About the role
We are seeking an experienced Senior Data Engineer to own the pipeline-standardization and data-quality program for the enterprise lakehouse. This role ships compliance gates that block non-compliant deployments, stands up the data-quality framework, builds the dashboards business users trust, and drives measurable reductions in data incidents across the retail data estate.
Key Responsibilities:
- Design, ship, and operate a pipeline-compliance checker that validates naming, metadata, config schema, DQ-rule declarations, and cluster-policy reference on every new deployment.
- Deploy a data-quality framework (Great Expectations, Databricks DQ Rules, or equivalent) across new production pipelines; build a domain onboarding template; configure alert routing by severity.
- Build and publish the Data Quality Dashboard — quality health by domain, source, table; near-real-time refresh; freshness, completeness, accuracy.
- Establish Source Change Management agreements with key source systems (SLA contracts, change-request process, automated schema-change alerting); map source lineage end-to-end.
- Lead the migration playbook to bring the legacy pipeline estate to standard; mentor engineers executing migration; own the playbook, not every migration.
- Drive data-incident reduction through prevention (compliance gate, DQ framework, DCM, lineage), not reactive firefighting; lead incident response and post-mortems for major DQ failures.
- Partner with platform engineering on Event Stream domain-event schemas and data-product contracts.
- Author runbooks, code review at senior level, and contribute to engineering culture.
Requirements
- Bachelor's degree in Computer Science, Data Engineering, or a related discipline.
- 5+ years designing, building, and operating production data pipelines on a major lakehouse or warehouse (Databricks, Snowflake, BigQuery).
- Strong PySpark and SQL; understands Spark performance tuning at production scale.
- Deep experience with data-quality frameworks (Great Expectations, dbt tests, Soda, Monte Carlo) — has defined SLAs, set thresholds, tuned alert noise.
- Built and operated medallion / multi-layer lakehouse architectures with explicit transformation layers.

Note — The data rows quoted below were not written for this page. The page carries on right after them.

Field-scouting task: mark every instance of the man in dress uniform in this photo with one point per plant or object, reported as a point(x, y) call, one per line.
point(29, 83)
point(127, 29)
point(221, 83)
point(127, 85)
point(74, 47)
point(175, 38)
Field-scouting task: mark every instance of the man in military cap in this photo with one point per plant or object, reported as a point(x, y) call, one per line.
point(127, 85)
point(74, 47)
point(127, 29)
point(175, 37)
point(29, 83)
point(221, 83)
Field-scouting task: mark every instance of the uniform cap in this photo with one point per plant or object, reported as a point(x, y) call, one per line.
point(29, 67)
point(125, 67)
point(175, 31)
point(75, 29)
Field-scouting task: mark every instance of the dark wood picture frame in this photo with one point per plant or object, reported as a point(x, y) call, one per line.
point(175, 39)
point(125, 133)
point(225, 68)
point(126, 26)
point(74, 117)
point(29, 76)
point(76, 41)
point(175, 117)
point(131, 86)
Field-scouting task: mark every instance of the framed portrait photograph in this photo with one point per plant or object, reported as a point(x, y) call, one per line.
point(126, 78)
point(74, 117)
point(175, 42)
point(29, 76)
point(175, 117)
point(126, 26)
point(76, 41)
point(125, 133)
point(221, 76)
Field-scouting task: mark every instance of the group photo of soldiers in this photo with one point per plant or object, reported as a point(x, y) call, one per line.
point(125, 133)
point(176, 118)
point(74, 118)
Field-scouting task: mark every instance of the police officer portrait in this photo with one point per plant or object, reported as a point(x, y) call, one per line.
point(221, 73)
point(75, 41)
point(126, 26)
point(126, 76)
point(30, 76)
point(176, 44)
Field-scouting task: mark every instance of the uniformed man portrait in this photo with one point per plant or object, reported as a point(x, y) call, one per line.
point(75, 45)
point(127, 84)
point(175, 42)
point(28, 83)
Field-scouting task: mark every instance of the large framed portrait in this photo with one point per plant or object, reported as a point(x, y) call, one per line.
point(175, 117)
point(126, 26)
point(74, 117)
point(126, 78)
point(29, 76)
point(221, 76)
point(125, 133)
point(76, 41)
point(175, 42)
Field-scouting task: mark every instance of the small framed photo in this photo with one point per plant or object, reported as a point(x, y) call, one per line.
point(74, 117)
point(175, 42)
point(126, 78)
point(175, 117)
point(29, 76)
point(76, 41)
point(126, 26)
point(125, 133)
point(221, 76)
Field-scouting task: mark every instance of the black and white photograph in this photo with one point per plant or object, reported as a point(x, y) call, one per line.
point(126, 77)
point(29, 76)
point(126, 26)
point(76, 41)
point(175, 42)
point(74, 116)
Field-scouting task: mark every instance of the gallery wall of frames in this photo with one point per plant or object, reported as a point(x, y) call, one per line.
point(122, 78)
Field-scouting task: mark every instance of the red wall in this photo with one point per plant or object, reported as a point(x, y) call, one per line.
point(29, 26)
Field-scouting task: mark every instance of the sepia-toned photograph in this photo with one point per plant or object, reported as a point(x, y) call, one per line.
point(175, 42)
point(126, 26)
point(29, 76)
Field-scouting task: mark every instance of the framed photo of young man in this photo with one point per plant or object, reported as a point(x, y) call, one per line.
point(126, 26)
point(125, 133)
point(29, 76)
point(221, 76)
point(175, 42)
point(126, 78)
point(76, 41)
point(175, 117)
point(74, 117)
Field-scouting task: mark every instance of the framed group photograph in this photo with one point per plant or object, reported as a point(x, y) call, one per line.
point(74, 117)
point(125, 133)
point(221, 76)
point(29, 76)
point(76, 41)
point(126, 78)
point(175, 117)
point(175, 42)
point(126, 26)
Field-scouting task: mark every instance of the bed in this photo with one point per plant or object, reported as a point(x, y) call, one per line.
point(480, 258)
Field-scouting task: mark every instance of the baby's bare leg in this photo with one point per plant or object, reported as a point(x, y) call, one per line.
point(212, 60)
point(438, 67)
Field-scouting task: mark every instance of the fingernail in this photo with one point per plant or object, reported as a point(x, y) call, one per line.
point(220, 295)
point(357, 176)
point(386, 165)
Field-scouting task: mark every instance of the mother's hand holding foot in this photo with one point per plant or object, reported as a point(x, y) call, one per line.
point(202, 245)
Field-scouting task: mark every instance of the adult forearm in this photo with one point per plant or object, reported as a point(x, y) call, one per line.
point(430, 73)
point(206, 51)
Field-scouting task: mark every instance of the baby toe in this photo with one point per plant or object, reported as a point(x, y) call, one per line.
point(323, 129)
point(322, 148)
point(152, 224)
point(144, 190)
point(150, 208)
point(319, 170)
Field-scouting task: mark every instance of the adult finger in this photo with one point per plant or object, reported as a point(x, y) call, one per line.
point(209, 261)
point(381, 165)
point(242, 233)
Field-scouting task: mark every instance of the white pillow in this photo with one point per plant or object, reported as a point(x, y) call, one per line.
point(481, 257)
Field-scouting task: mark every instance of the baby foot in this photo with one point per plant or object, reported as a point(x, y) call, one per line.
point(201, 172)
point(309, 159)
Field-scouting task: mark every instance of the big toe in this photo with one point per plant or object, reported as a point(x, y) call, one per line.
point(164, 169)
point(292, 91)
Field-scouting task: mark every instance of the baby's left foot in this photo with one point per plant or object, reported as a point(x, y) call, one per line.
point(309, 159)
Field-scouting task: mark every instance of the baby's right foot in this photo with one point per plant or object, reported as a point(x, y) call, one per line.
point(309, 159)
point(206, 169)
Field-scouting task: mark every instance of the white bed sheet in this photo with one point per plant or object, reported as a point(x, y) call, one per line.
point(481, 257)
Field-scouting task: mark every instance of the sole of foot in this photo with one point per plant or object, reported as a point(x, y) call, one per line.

- Solid Git / CI experience for data code; opinions on testing data transformations.
- Comfortable defining and enforcing standards (naming, partitioning, retention, PII tagging) and reviewing PRs against them.
- Cloud platform experience (Azure preferred; AWS / GCP transferable).
Preferred Qualifications
- Streaming experience (Spark Structured Streaming, Delta Live Tables, Flink, Kafka Streams).
- Data modeling discipline (Kimball, Data Vault 2.0) with clear rationale; Unity Catalog production experience (lineage, tags, RLS).
- Retail data exposure — POS, inventory, replenishment, loyalty — and BI optimization for Power BI consumption.
- Vendor certifications such as Databricks Data Engineer Professional or Azure Data Engineer Associate.